細田:そういってもらえると有難いのです。でも僕はなんにもしてなくて、むしろもじくんとサクタさんの関係性は、萌歌ちゃんに救われたと思います。とくに2人で演技について話したりはしていないですが、萌歌ちゃんから出てくる柔らかい雰囲気に自然と引っ張ってもらっていました。

――お互いにそう感じていたのかもしれないですね。上白石さんは「もじくんは細田さんそのもの」ともおっしゃっていますよね。

細田:いや~、有難いです。初めてマンガを読んだとき、もじくんは柔らかくて、人を惹きつける人だと感じました。自分にはそんな魅力はないのですが……。監督も細田くんのままでいいよって言ってくれたので、もしかしたら小さな共通点はあるのかもしれないです。

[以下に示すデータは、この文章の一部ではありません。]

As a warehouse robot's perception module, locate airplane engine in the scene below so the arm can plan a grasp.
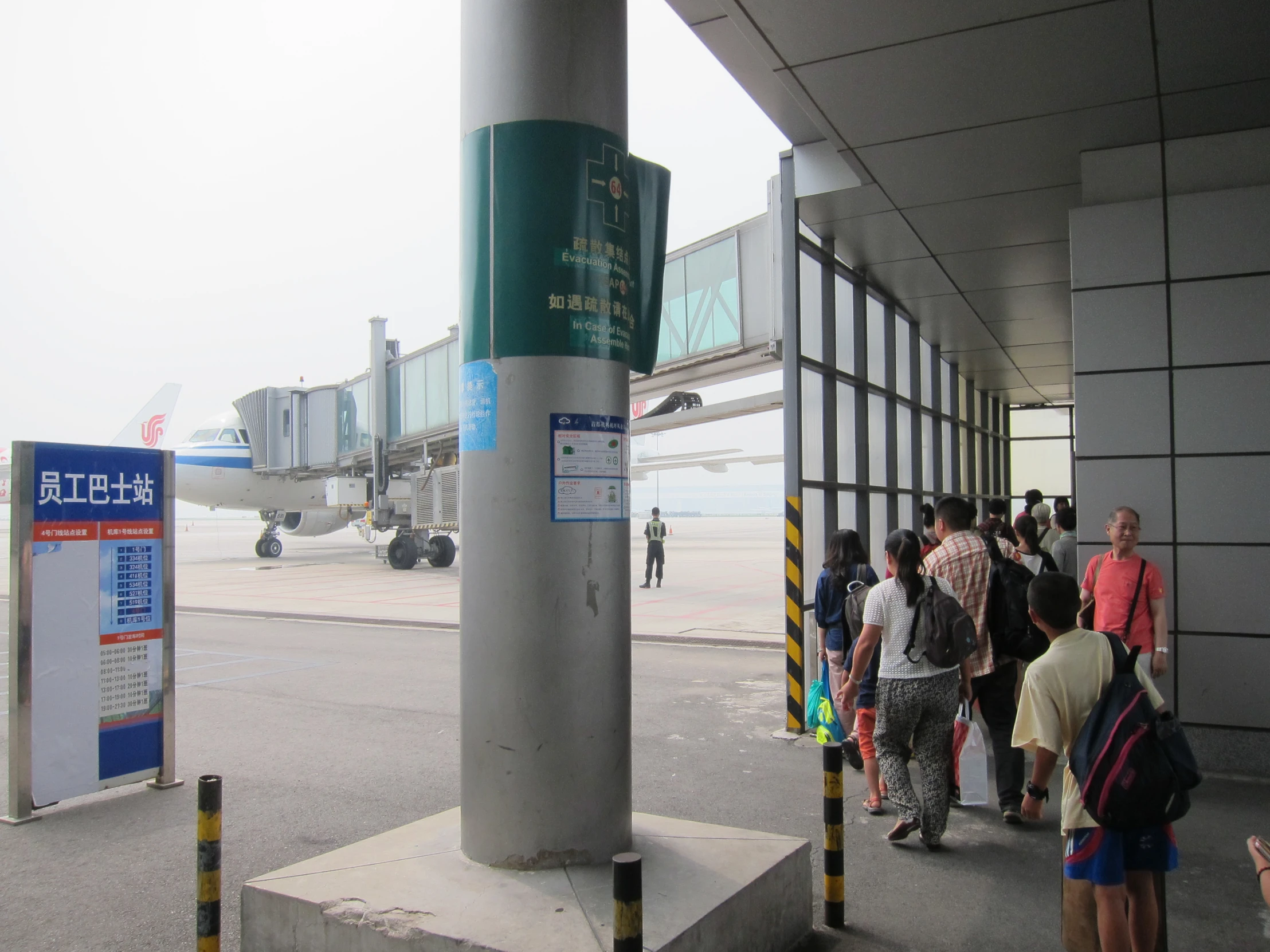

――もじくんに対してすごいなと思う部分、尊敬する部分はありますか。

細田:僕のそばにもじくんみたいな友達がいたらどれだけ自分が救われるんだろうって思いました。精神的な柱になっていたんじゃないかなって。もじくんの柔らかさは、彼しか持っていない特別なものだと思います。

――ステキなもじくんを演じたことによって細田さんご自身に変化はありましたか。

細田:人の意見はすぐに否定したりしないでいったん聞く、飲み込んで考える。そのマインドになったのは、もじくんの人のことを受け止める器の大きさに影響されたのかもしれません。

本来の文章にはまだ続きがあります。